Keryx Biopharmaceuticals (NASDAQ:KERX) got the win it needed to improve its chances of accelerating Auryxia sales. The phosphate binder showed that it could significantly increase haemoglobin levels in kidney disease patients not yet on dialysis versus placebo, a finding that executives estimate could nearly triple its potential market.
Proving safety and efficacy to regulators could be just half the battle, however. Keryx might need to justify to payers that Auryxia is worth its nearly $800-a-month price tag even in those patients who do not see a benefit with the alternative treatment, oral iron supplements.
With Auryxia struggling for traction in its approved population of dialysis patients, Keryx has been hoping that expanding into the pre-dialysis population would help kick sales above their current disappointing levels – $10.1m in 2015, following launch in 2014 (Interview – Keryx hopes for second chance to make first impression, January 22, 2016).
Yesterday’s data suggest that it might fit into a niche in treating chronic kidney disease, delivering a 1g/dl or greater increase in haemoglobin for 52% of the patients taking Auryxia, significantly more than the 19% of placebo recipients who saw the same increase, after 16 weeks.
The patients enrolled in this trial could not tolerate or did not respond adequately to oral iron supplements, so the main alternative would be intravenous iron like Feraheme or Venofer, or erythropoietin-stimulating agents. A study comparing Venofer versus oral iron has shown that oral iron can raise haemoglobin levels by that 1g/dl threshold in 28% of patients, although that was over a shorter, 56-day trial, so some caution should be exercised in making comparisons.

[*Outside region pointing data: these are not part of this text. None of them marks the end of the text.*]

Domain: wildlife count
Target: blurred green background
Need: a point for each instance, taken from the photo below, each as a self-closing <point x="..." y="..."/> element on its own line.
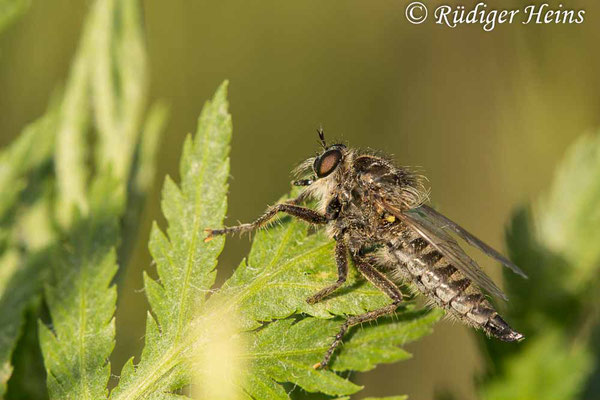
<point x="486" y="115"/>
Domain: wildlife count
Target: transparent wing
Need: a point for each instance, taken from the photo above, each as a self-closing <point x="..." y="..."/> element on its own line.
<point x="444" y="222"/>
<point x="446" y="245"/>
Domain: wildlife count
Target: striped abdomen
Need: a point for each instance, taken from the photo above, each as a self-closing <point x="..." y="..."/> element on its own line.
<point x="435" y="277"/>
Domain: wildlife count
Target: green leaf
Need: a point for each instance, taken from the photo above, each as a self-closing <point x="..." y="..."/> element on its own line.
<point x="286" y="350"/>
<point x="10" y="10"/>
<point x="21" y="273"/>
<point x="82" y="301"/>
<point x="387" y="398"/>
<point x="185" y="263"/>
<point x="30" y="151"/>
<point x="285" y="265"/>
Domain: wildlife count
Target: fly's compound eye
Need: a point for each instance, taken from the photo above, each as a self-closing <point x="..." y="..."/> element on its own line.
<point x="326" y="163"/>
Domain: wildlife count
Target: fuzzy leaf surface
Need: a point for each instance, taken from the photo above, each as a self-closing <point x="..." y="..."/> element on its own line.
<point x="185" y="264"/>
<point x="82" y="301"/>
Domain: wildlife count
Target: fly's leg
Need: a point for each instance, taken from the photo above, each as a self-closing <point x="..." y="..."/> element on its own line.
<point x="341" y="258"/>
<point x="303" y="213"/>
<point x="382" y="283"/>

On safety, Keryx said adverse events were consistent with earlier trials, with diarrhoea the most common side effect. Two patient deaths were reported, but one was the result of an unrelated abdominal surgery and the other pneumonia.
Keryx's chief executive, Greg Madison, said the company would ask the FDA for a label expansion in the third quarter of 2016. While the study was in patients who cannot take oral iron, Mr Madison said the group would seek a label that allowed for first-line use. The group estimates that 650,000 people with chronic kidney disease have anemia in the US, nearly double the 350,000 dialysis patients who may be eligible for treatment.

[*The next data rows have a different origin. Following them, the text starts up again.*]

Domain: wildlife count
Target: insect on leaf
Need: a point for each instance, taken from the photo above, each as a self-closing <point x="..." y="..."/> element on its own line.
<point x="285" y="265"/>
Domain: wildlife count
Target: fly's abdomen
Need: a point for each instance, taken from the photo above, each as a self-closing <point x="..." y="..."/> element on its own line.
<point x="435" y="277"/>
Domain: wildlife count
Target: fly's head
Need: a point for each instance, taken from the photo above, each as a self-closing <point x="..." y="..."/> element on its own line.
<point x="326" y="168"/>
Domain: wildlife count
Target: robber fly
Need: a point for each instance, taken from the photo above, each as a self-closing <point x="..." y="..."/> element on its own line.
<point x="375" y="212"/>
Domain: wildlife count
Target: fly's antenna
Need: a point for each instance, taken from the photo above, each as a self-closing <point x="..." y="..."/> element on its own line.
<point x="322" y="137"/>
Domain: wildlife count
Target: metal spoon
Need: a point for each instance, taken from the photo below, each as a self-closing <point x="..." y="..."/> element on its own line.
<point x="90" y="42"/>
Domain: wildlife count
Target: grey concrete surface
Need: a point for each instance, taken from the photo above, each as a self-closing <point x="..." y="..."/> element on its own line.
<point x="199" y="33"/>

Investors were pleased, although a 25% increase at yesterday’s open had fallen back to 9% at close. This is perhaps a reflection of how much Auryxia has yet to prove.
The main sticking point is Auryxia's price, which even on the discounted Medicaid program comes up as $784 per 200-tablet bottle, enough for slightly more than a month at the starting dose in dialysis patients.

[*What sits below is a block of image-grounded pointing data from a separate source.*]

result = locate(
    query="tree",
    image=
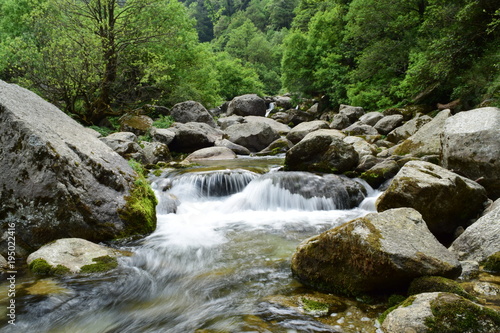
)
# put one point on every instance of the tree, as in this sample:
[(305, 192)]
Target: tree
[(99, 57)]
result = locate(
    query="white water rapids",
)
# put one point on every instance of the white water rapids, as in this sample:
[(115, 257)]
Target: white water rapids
[(206, 268)]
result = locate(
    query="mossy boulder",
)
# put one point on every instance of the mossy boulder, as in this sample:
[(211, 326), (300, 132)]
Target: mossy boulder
[(426, 284), (322, 151), (380, 252), (445, 199), (441, 313), (492, 264), (480, 240), (471, 142), (72, 256), (58, 181)]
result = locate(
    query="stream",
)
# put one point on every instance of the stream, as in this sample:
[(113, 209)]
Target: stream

Answering a question during an analyst call yesterday, Mr Madison said Auryxia was not subject to payer step therapy in its current indication of hyperphosphataemia in dialysis patients, but this is an indication where alternatives like Renagel are equally expensive.
However, even if it were to win first-line use in the anamia population, there is no doubt that payers would want patients first to fail on oral iron supplements before progressing to Auryxia. Mr Madison said Keryx was already preparing pharmacoeconomic analyses for eventual payer negotiations, and they could take some persuading.
Mr Madison has acknowledged that the group made mistakes in the dialysis launch, and it will not want to repeat them with this second chance. Auryxia has many questions to answer, and it might take a clear inflection in sales before investors begin recognizing that it has bigger potential.